Well first and foremost, we're conditioned to expect that. Why? Because in the last decade we've seen 2 expensive DHs on this very team basically do that to the letter: Dunn put up one of the worst seasons in MLB history and LaRoche was so bad we're glad he retired. Both of them produced better than Abreu did this season and then fell apart the next year. Worse still, fastball velocities have gone up league wide, especially since the Dunn signing, so if the thing that causes guys to fall off a cliff is that they slow down too much with age, the risk is still quite high that this player will hit a cliff at some point. Given our recent history with the DH position it'd be more surprising to us if he didn't fall apart than if he did.
Secondly...we already have seen substantial declines from Abreu. You like batting average, his batting average has dropped a lot. His strikeout rate has gone up. He's swinging hard to still hit home runs, but if that last skill starts to weaken he has nothing left. So already he's not nearly the hitter he was 3 years ago and we shouldn't pay him as though he is.

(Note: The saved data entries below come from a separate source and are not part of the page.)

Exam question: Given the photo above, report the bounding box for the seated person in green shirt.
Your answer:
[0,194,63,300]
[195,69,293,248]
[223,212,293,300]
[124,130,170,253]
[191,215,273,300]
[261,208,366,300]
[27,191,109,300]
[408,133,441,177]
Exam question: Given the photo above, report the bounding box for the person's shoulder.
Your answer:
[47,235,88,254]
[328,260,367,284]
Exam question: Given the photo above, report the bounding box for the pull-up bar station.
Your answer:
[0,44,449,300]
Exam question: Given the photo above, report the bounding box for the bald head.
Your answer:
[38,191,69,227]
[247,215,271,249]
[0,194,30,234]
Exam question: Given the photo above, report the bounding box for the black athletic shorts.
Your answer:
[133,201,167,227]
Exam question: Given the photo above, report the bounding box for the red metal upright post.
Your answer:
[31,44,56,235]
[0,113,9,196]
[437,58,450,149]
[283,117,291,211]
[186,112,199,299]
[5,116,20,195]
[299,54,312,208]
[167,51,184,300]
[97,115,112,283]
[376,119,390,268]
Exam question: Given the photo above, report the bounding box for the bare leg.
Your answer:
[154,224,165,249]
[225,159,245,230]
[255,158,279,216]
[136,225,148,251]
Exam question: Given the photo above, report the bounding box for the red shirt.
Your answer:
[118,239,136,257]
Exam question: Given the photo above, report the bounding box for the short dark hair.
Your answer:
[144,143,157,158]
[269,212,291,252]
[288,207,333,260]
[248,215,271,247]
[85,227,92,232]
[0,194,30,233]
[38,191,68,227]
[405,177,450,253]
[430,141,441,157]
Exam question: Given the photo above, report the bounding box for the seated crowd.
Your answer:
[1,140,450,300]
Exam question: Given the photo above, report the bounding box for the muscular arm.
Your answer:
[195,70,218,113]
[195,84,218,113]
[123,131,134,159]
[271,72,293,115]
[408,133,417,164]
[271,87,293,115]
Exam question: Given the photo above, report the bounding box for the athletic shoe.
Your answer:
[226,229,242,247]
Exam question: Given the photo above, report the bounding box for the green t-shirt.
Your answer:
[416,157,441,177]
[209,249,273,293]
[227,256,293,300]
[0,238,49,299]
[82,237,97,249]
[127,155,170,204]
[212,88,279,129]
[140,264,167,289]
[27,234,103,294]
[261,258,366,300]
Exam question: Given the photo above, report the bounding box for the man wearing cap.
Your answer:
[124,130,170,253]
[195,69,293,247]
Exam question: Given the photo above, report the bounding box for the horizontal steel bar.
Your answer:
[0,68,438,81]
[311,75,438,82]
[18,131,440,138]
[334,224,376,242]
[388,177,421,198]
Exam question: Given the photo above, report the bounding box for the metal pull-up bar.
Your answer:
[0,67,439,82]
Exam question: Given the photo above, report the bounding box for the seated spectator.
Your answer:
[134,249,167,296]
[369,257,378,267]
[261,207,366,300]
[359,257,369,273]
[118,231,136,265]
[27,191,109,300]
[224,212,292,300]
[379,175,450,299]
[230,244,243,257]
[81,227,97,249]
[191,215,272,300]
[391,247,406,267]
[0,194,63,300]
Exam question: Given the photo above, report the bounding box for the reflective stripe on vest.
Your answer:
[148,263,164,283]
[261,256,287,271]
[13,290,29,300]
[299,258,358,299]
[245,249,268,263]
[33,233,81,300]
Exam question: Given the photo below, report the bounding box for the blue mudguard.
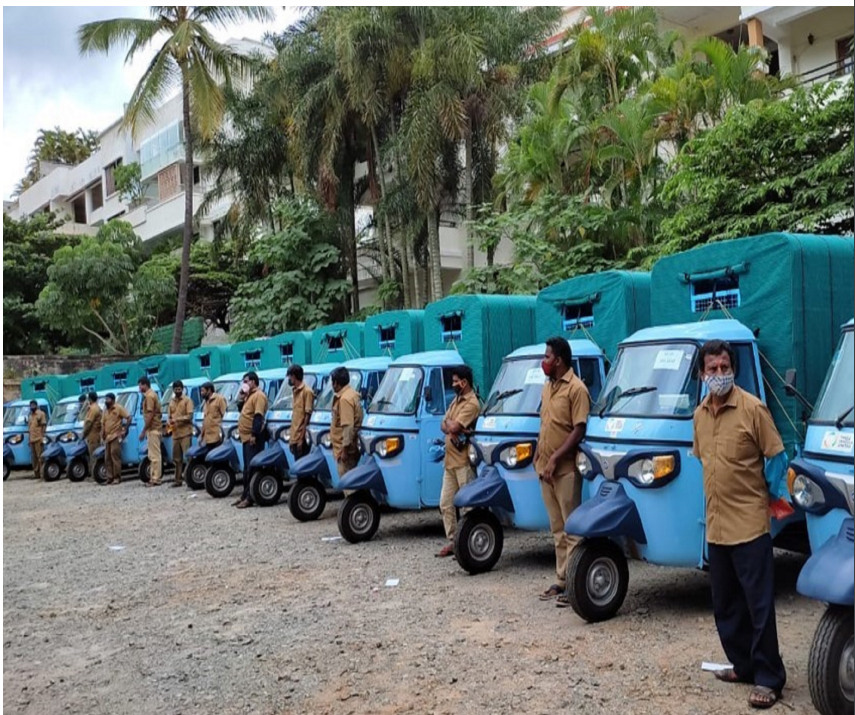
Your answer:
[205,440,240,471]
[65,440,89,459]
[338,457,387,495]
[290,446,331,483]
[454,466,514,511]
[186,442,211,459]
[93,445,106,460]
[251,442,288,471]
[565,481,647,544]
[42,441,67,464]
[797,518,854,607]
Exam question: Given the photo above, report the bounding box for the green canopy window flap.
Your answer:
[439,312,464,343]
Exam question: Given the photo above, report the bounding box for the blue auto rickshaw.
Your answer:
[452,341,606,573]
[284,357,391,518]
[244,362,339,507]
[202,368,288,498]
[91,385,161,483]
[786,319,853,715]
[138,377,207,482]
[3,443,12,481]
[41,395,106,482]
[2,398,52,476]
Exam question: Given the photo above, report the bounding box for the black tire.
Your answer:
[138,457,151,483]
[249,469,283,507]
[566,538,629,623]
[4,460,11,481]
[808,605,854,715]
[454,509,504,575]
[67,458,88,483]
[288,478,327,522]
[93,458,107,484]
[337,491,381,543]
[42,459,63,482]
[205,465,236,499]
[185,458,207,490]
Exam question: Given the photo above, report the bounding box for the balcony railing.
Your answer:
[795,57,853,87]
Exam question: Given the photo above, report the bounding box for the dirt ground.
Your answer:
[3,468,826,715]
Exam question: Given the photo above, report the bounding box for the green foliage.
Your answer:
[15,127,100,196]
[658,78,855,255]
[113,162,146,207]
[2,212,77,354]
[228,199,351,340]
[35,221,175,355]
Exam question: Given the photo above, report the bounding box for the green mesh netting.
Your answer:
[150,317,205,354]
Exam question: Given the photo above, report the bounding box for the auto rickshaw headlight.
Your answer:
[59,431,79,443]
[320,432,332,449]
[6,434,24,445]
[192,424,201,438]
[576,451,591,478]
[376,436,402,458]
[468,443,480,467]
[229,427,240,441]
[629,455,676,487]
[791,473,825,511]
[500,442,533,469]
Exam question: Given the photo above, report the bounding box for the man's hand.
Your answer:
[542,456,558,485]
[250,436,256,446]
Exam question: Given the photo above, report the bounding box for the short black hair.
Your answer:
[87,391,98,403]
[243,371,259,386]
[138,376,151,388]
[451,364,473,387]
[29,400,38,407]
[105,392,116,402]
[330,366,350,388]
[287,364,304,381]
[545,336,573,367]
[201,381,215,392]
[172,379,184,389]
[78,394,87,402]
[698,340,736,372]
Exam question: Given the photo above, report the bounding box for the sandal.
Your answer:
[714,667,749,684]
[555,594,573,608]
[539,584,563,601]
[748,686,780,709]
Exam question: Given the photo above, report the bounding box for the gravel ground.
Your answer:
[4,468,825,715]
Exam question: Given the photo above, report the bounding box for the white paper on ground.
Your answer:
[385,578,400,587]
[321,536,343,542]
[701,662,732,672]
[108,545,125,551]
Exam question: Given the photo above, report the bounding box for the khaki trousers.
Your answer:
[337,453,359,496]
[105,439,123,483]
[540,468,582,587]
[172,435,191,484]
[87,436,100,478]
[147,431,162,484]
[30,440,43,479]
[440,464,475,541]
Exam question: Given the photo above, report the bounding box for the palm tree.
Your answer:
[79,6,273,353]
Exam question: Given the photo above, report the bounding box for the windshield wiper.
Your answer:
[485,388,523,414]
[597,385,658,418]
[835,405,854,429]
[373,398,394,406]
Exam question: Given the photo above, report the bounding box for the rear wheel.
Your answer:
[566,538,629,623]
[808,605,854,715]
[337,491,381,543]
[205,465,236,499]
[288,478,326,522]
[43,459,63,482]
[67,458,88,483]
[93,458,107,484]
[185,458,207,490]
[3,460,10,481]
[249,469,283,507]
[138,457,151,483]
[454,509,504,575]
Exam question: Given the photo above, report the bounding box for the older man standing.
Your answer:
[234,372,268,509]
[138,377,163,487]
[27,400,47,480]
[81,391,102,478]
[168,380,195,487]
[101,393,130,485]
[330,366,362,487]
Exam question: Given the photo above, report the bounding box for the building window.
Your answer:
[193,165,201,185]
[71,195,86,224]
[104,159,122,196]
[90,182,103,211]
[140,122,183,179]
[562,302,595,332]
[837,36,854,76]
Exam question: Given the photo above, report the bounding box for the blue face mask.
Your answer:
[705,373,735,397]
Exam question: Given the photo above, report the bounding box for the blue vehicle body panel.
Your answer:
[290,447,332,486]
[566,480,648,545]
[337,457,387,495]
[796,519,854,606]
[453,466,514,513]
[205,440,241,472]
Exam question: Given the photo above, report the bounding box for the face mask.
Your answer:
[452,385,463,396]
[706,373,735,397]
[541,360,554,378]
[288,378,295,388]
[240,382,250,395]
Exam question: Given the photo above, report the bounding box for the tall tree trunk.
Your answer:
[367,128,390,284]
[172,73,193,354]
[389,111,418,308]
[407,239,423,307]
[400,233,412,308]
[370,126,395,286]
[463,126,475,272]
[339,160,360,315]
[426,207,443,302]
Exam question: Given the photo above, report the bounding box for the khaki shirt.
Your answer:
[535,369,590,477]
[289,383,314,446]
[28,409,47,441]
[693,386,784,546]
[443,391,481,469]
[82,403,102,443]
[238,388,268,443]
[331,385,363,461]
[102,404,131,444]
[202,393,228,444]
[168,395,195,440]
[142,389,162,433]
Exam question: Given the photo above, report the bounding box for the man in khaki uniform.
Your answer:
[330,366,363,485]
[27,400,47,480]
[534,336,590,605]
[200,382,227,447]
[234,371,269,509]
[287,364,314,460]
[692,339,788,709]
[101,393,130,485]
[168,380,194,487]
[81,391,102,477]
[436,365,481,557]
[138,377,163,487]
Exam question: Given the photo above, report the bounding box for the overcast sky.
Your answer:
[1,6,299,201]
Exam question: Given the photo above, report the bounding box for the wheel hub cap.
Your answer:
[47,464,59,478]
[587,557,619,606]
[72,463,85,477]
[469,525,495,560]
[351,504,372,533]
[213,472,230,490]
[299,487,319,511]
[191,466,205,484]
[842,635,854,702]
[260,477,277,499]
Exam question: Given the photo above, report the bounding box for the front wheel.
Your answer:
[288,478,327,522]
[138,457,151,483]
[43,459,63,482]
[566,538,629,623]
[249,470,283,507]
[205,465,236,499]
[93,458,108,484]
[808,605,854,715]
[337,491,380,543]
[454,509,504,575]
[67,457,88,482]
[185,458,207,491]
[3,460,10,481]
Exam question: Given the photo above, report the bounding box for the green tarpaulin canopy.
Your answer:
[364,310,425,358]
[311,322,364,364]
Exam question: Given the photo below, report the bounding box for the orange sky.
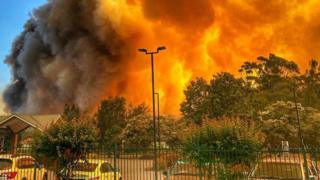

Third, you haven't bothered to understand any of people's actual discussion of Abreu, which isn't exactly surprising considering you don't bother to understand most things people write to you. While he may not fall off a cliff next year, or the year after, it is also not unreasonable to expect his performance to continue to take steps downwards, as we've seen this season. That may not happen, he may have a career year left in him, but people don't want to pay him with the expectation he'll have a career year and you don't want to lock yourself into him if he does continue the path downwards he's already ono. If we had a great lineup in 2021 and Abreu took a major step back that year, playing him every day at DH because he's well paid could be the thing that costs us the division.
So, just about everyone is ok with bringing him back for 1 year at the right price. A number of us are ok with 2 years or 1 year and an option for a 2nd year. Almost everyone who looks at this says that if he wants anything beyond that, he's going to have to hit the next 2 years because no team in baseball would sign him to a 3 year deal when his performance has already dropped off a lot. Also a lot of us understand that his free agent value right now is something like $10-$12 million on a 1 year deal, so anything beyond that is over-paying for a guy, and under Reinsdorf's roster, overpaying 1 guy means we have other guys we can't sign.